Hello all of archerytalk

I just joined archerytalk today because I miss the hunting and archery world. I am generally not a chat/forum kind of person but I am now living my hunting life through other people's experiences. 

I joined the Air Force about a year ago, am loving it & do not regret my decision at all. However, sometimes in order to move along in life one must make sacrifices. Putting hunting/archery on hold was mine. You see, I am a girl (and yes, all of the woman out there may disagree when I say this) but I really need a man to hunt with me. And not just any man but a smart, dedicated hunter. Because that is what makes me a successful hunter. And in this new Air Force world of mine, there are not a whole lot of hunters, much less the hardcore hunters that I seek out. I am also in a totally new element...Hawaii. Yes, it may be 'paradise' and all but I grew up in Oregon, lived 4 summers in Alaska and 5 years in Montana. I LOVE the season change and cold weather...because we all know cold weather means hunting season! And when you think of Hawaii, hunting just really doesn't come to the mind - sure there is some pig hunting here and axis deer on some islands...it just isn't the same. At least for not for me. 
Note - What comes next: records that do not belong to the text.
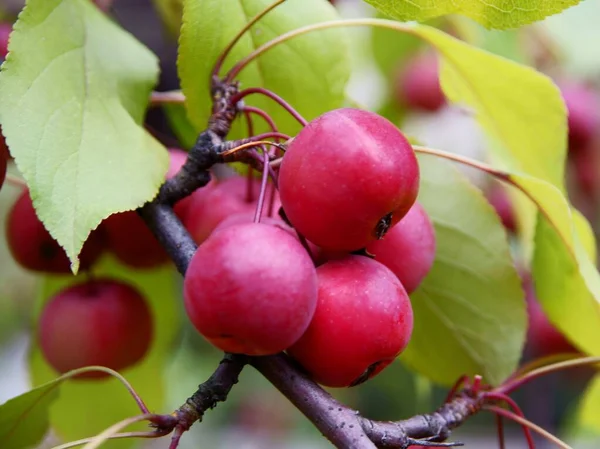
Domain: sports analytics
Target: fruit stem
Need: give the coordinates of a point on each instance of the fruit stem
(247, 145)
(112, 431)
(509, 415)
(273, 96)
(531, 375)
(271, 135)
(117, 436)
(500, 425)
(252, 110)
(15, 181)
(238, 36)
(168, 97)
(263, 187)
(516, 409)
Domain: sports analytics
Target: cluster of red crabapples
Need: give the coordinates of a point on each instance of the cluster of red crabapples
(99, 321)
(330, 285)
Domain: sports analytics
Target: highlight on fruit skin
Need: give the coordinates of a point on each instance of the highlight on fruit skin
(101, 321)
(363, 321)
(251, 288)
(346, 178)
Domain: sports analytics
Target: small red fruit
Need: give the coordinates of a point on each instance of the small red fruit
(583, 112)
(99, 322)
(542, 336)
(251, 288)
(418, 85)
(408, 249)
(363, 321)
(132, 242)
(346, 178)
(5, 30)
(32, 246)
(209, 207)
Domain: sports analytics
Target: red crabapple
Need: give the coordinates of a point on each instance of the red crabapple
(230, 196)
(417, 84)
(99, 322)
(5, 30)
(32, 246)
(363, 321)
(583, 112)
(346, 178)
(251, 288)
(408, 249)
(542, 336)
(132, 242)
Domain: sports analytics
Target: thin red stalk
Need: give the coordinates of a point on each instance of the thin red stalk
(273, 96)
(263, 187)
(271, 135)
(176, 437)
(250, 175)
(238, 36)
(516, 383)
(457, 385)
(500, 424)
(518, 419)
(252, 110)
(516, 409)
(272, 195)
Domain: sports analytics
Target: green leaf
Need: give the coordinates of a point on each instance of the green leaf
(499, 14)
(71, 106)
(525, 114)
(85, 408)
(170, 12)
(309, 72)
(470, 314)
(24, 419)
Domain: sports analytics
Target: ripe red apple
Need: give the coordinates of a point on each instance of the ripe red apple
(209, 207)
(417, 84)
(346, 178)
(132, 242)
(408, 249)
(542, 336)
(363, 321)
(98, 322)
(251, 288)
(32, 246)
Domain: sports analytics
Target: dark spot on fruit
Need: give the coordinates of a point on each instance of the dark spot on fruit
(383, 226)
(366, 375)
(363, 252)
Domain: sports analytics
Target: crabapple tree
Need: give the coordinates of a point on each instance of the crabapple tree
(287, 220)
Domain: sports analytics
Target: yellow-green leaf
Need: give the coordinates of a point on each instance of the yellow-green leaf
(73, 95)
(491, 13)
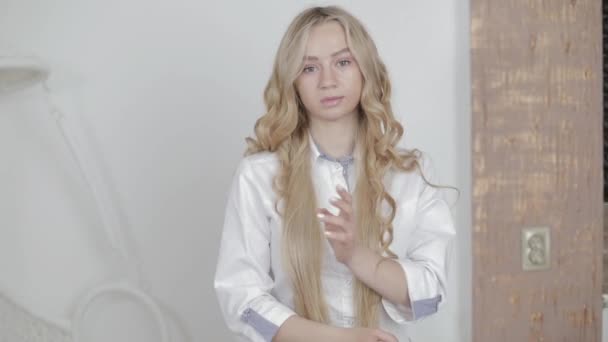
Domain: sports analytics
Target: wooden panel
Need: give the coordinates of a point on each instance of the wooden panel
(537, 161)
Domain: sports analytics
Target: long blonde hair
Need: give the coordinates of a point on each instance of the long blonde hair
(283, 129)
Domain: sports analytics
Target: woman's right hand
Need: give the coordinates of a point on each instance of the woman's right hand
(368, 335)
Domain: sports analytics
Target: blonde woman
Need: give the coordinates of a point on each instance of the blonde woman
(331, 232)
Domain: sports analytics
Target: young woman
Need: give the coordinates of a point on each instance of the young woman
(331, 232)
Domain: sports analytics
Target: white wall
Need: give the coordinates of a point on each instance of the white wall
(168, 91)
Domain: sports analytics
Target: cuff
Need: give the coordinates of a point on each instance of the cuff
(423, 291)
(266, 323)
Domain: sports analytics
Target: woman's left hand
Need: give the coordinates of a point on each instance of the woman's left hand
(341, 229)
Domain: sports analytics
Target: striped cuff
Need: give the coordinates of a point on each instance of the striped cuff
(263, 326)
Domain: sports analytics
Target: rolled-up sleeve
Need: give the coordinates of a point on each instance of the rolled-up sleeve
(428, 252)
(242, 277)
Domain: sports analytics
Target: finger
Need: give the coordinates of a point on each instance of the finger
(345, 207)
(331, 219)
(344, 194)
(386, 337)
(335, 235)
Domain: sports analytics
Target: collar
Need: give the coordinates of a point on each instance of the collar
(316, 152)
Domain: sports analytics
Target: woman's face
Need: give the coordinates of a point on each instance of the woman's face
(330, 81)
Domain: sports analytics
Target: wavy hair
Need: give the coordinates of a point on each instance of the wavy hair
(283, 130)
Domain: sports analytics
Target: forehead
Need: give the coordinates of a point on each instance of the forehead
(325, 39)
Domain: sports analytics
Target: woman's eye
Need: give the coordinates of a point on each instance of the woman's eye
(344, 62)
(308, 69)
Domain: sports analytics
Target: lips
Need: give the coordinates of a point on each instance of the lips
(331, 100)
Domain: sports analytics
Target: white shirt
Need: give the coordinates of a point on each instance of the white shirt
(254, 292)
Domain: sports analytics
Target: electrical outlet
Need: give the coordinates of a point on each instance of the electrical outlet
(536, 248)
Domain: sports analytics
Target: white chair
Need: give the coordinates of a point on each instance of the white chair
(98, 305)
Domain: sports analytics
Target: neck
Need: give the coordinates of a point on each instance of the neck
(335, 138)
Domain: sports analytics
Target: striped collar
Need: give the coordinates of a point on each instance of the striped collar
(316, 152)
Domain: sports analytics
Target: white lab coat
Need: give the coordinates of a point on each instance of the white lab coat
(254, 293)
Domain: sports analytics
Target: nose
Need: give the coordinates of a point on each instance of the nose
(328, 78)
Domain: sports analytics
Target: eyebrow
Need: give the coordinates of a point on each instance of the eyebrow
(332, 55)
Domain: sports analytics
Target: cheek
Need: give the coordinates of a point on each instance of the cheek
(306, 89)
Things that I have previously enjoyed...LOVE indoor shoots and archery clubs, LOVE outdoor 3-D shoots, LOVEEEEEE hunting season and the ups/downs of it all. The times when you are so excited to be out and about in the woods, the times when you are purely miserable, cold and wondering why in the world you are sitting in a treestand FREEZING, the times when you think you will never even see an animal and a split second later an elk appears, you shoot it and your entire life changes, LOOOOVVVVEEE to eat wild game...and so on. And I am not a weapon snob. I love to rifle hunt also. There is a place for it all.

So while I am spending my time here, I am finding new ways to tap into the backwoods adventurer side of me. Like archerytalk....
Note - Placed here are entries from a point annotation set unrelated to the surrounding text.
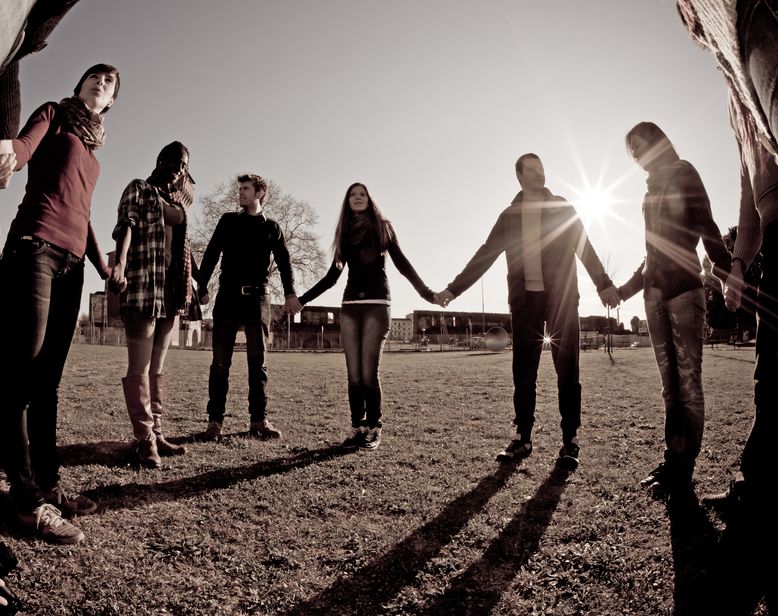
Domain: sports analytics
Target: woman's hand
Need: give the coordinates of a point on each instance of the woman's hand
(117, 282)
(7, 165)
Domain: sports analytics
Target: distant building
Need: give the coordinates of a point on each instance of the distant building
(401, 329)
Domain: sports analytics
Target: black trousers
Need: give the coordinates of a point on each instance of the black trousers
(231, 312)
(561, 324)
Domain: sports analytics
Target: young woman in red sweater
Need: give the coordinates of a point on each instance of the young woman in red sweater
(42, 272)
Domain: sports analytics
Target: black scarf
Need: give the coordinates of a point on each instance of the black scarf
(83, 123)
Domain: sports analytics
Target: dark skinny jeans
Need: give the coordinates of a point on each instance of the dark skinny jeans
(561, 321)
(42, 298)
(363, 331)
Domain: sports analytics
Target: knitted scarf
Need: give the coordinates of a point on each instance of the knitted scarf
(183, 196)
(82, 122)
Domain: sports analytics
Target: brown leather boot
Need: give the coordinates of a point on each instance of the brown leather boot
(157, 388)
(136, 394)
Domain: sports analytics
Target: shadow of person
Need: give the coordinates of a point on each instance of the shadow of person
(478, 589)
(132, 495)
(744, 570)
(104, 453)
(693, 539)
(371, 586)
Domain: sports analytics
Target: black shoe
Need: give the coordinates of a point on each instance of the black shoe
(568, 456)
(355, 438)
(516, 450)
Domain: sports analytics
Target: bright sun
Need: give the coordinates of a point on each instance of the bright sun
(593, 204)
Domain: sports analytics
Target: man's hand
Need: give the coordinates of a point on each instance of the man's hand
(443, 298)
(610, 297)
(7, 164)
(733, 287)
(117, 283)
(202, 295)
(292, 305)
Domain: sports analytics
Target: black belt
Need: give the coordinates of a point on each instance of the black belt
(59, 252)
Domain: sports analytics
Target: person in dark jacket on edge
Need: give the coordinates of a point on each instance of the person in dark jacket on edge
(677, 214)
(245, 242)
(541, 235)
(362, 238)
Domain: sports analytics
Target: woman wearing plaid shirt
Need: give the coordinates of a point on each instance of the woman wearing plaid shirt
(153, 272)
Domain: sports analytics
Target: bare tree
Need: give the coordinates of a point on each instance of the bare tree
(296, 218)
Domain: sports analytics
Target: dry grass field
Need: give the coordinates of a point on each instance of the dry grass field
(427, 524)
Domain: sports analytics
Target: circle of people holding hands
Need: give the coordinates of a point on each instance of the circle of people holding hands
(539, 233)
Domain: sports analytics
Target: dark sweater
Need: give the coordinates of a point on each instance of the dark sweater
(62, 173)
(677, 215)
(367, 273)
(245, 244)
(564, 237)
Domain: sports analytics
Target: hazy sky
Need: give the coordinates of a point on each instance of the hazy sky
(428, 102)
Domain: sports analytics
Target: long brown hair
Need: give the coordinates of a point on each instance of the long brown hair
(381, 226)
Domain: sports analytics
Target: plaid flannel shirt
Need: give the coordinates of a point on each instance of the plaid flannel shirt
(141, 209)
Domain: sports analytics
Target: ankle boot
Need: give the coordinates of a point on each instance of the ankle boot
(157, 391)
(136, 394)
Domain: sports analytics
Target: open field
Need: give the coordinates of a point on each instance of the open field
(427, 524)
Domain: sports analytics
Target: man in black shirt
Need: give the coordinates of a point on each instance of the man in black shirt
(245, 241)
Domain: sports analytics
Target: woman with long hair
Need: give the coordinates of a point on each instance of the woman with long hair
(677, 215)
(153, 271)
(42, 269)
(363, 237)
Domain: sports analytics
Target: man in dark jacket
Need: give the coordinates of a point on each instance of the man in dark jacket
(245, 242)
(541, 235)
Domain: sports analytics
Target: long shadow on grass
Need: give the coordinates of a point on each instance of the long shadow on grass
(694, 540)
(367, 589)
(131, 495)
(479, 588)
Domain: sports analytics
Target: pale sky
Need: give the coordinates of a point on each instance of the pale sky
(428, 102)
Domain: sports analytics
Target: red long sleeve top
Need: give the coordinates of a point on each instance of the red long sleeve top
(62, 173)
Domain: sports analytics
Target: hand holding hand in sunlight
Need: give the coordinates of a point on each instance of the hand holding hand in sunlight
(292, 305)
(610, 297)
(733, 287)
(443, 298)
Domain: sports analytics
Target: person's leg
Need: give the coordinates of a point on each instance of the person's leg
(758, 462)
(29, 270)
(257, 333)
(758, 38)
(139, 330)
(375, 329)
(163, 334)
(65, 302)
(528, 330)
(351, 317)
(684, 428)
(224, 332)
(661, 334)
(564, 332)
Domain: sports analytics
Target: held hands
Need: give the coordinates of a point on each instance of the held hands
(292, 305)
(7, 164)
(733, 287)
(443, 298)
(117, 283)
(610, 297)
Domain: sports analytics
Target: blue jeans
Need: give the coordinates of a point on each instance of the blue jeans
(363, 331)
(561, 320)
(230, 313)
(676, 327)
(758, 37)
(41, 302)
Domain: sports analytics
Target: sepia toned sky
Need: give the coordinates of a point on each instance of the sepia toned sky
(428, 102)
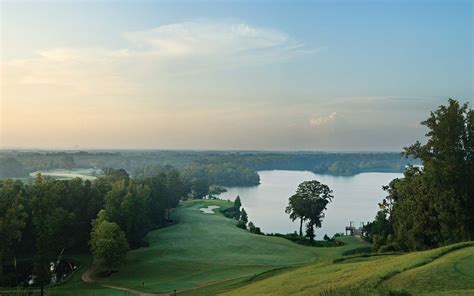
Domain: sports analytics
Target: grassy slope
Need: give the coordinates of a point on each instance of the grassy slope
(451, 274)
(203, 249)
(375, 275)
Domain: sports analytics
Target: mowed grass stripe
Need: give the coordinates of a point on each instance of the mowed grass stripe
(376, 274)
(209, 248)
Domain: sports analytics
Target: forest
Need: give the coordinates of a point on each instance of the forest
(107, 216)
(432, 205)
(226, 168)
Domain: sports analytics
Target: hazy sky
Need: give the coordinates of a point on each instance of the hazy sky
(284, 75)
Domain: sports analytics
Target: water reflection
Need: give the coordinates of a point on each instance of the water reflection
(355, 199)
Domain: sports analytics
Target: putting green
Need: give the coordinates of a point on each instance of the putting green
(205, 249)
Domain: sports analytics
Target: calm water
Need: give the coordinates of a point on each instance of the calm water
(355, 199)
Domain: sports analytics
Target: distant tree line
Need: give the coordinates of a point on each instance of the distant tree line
(432, 205)
(108, 216)
(226, 168)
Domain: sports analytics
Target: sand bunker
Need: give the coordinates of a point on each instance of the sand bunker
(209, 209)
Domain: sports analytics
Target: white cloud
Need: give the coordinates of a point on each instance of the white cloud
(152, 55)
(205, 38)
(317, 121)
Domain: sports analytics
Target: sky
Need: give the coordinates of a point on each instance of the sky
(256, 75)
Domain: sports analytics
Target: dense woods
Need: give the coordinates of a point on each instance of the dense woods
(108, 215)
(233, 168)
(432, 205)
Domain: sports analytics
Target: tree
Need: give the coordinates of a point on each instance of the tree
(296, 209)
(310, 231)
(309, 203)
(448, 169)
(243, 216)
(432, 205)
(200, 188)
(12, 217)
(128, 206)
(108, 245)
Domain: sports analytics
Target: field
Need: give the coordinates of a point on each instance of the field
(208, 248)
(205, 254)
(63, 174)
(444, 271)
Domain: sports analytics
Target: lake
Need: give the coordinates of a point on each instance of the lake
(356, 199)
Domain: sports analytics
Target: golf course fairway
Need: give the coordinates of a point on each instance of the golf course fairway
(204, 249)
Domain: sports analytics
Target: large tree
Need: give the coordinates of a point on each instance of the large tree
(12, 217)
(448, 170)
(433, 205)
(309, 203)
(108, 244)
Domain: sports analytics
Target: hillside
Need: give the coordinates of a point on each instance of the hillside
(444, 271)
Happy hunting to all of you out there!


----------



## azone5 (Jan 5, 2004)

Welcome to AT cambear and good luck to you in your search for a hunting partner. I love your description of hunting in the winter and of seeing and harvesting big game. What a thrill!
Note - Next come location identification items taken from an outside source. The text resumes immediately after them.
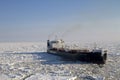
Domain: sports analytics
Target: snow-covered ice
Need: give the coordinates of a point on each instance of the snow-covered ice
(29, 61)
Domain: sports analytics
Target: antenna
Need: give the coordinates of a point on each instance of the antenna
(56, 37)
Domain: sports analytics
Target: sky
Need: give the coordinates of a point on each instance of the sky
(70, 20)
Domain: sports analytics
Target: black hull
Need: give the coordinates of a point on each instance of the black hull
(82, 56)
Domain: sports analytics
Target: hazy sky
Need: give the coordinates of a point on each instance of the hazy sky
(81, 20)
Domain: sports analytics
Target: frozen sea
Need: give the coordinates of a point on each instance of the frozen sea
(29, 61)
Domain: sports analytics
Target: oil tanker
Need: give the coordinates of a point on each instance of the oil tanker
(57, 47)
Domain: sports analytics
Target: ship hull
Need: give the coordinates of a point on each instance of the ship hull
(82, 56)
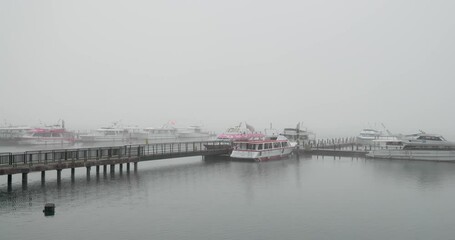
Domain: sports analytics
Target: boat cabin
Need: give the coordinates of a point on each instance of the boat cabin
(260, 145)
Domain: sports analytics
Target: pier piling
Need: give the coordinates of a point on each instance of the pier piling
(43, 177)
(59, 175)
(24, 180)
(10, 182)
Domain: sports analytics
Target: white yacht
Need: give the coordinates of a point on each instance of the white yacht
(163, 133)
(430, 147)
(113, 133)
(262, 150)
(193, 132)
(12, 134)
(48, 135)
(302, 137)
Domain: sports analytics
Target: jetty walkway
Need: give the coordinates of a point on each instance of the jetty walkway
(46, 160)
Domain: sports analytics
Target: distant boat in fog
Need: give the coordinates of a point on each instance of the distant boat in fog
(166, 132)
(48, 135)
(421, 146)
(112, 133)
(11, 134)
(240, 132)
(195, 132)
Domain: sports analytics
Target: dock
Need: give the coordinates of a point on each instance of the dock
(97, 157)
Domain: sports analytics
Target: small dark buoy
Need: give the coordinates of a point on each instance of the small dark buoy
(49, 209)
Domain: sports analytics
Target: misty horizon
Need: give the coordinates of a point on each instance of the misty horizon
(337, 67)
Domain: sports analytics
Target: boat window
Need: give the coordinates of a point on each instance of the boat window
(431, 138)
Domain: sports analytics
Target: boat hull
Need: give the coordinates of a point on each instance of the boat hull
(424, 155)
(262, 155)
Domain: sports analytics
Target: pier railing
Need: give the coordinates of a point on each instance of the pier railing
(139, 152)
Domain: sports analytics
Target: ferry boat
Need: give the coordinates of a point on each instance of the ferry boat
(262, 149)
(163, 133)
(303, 138)
(113, 133)
(239, 133)
(195, 132)
(429, 147)
(48, 135)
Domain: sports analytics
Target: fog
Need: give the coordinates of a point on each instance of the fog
(336, 66)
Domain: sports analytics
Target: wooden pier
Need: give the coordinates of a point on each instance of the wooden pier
(46, 160)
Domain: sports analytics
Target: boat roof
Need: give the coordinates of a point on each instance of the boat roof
(258, 141)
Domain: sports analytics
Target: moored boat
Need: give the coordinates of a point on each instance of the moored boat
(193, 132)
(113, 133)
(239, 133)
(48, 135)
(12, 134)
(429, 147)
(262, 149)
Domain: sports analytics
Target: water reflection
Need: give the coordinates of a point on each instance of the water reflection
(423, 174)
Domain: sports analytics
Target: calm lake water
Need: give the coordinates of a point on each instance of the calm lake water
(191, 198)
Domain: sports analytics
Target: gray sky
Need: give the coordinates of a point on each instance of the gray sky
(337, 66)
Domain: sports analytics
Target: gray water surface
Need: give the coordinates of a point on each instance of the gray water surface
(192, 198)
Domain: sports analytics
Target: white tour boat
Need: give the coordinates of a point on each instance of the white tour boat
(240, 133)
(262, 149)
(12, 134)
(193, 132)
(303, 138)
(421, 146)
(113, 133)
(163, 133)
(48, 135)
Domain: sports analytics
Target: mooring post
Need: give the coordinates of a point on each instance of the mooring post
(24, 180)
(88, 172)
(43, 177)
(10, 182)
(59, 175)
Youi may want to post this same message in the bowhunting section where it will get a lot of hits.

Good luck...:darkbeer:


----------



## swampfrogg (Jun 29, 2007)

Glad to have ya here!!


----------



## Tim Roberts (Jul 13, 2002)

:yo: :wave3: Hello and :welcomesign: to Archery Talk cambear. Have fun here.


----------



## sticbow (Feb 29, 2004)

Hawaiian PM sent


----------



## Dthbyhoyt (Dec 4, 2004)

:welcome: 2 ArcheryTalk


----------



## trip13 (Oct 22, 2007)

*Welcome*

:aero: Im on my way! :car: we can hunt some mongoose!! :archer:


----------



## hdracer (Aug 8, 2007)

*Welcome and enjoy your tour in Hawaii*

Thanks for enlisting in the AF and congrats on getting your first assignment to Hawaii (Hickam I assume). I'm retired from the AF and worked at Pearl Harbor when my ex was assigned to Hickam. Although I never hunted in Hawaii, there is hunting available if you look for it (maybe on the other islands like the Big Island) and snow on top of Haleakela and Muana Kea for you to get your winter fix. Enjoy AT!:shade:


----------



## Paul Morris (Mar 1, 2004)

Welcome Aboard! :wink:


----------



## mikel m14 (Jul 24, 2006)

:welcome: to AT and have Fun!

Enjoy Shooting!:archer:


----------



## jva54 (Dec 14, 2005)

Welcome to AT!! :wave:


----------



## ats (Jul 20, 2007)

I'm pretty sure hawaii has hogs and turkey


----------



## LJ256 (Jul 8, 2005)

Welcome to AT


----------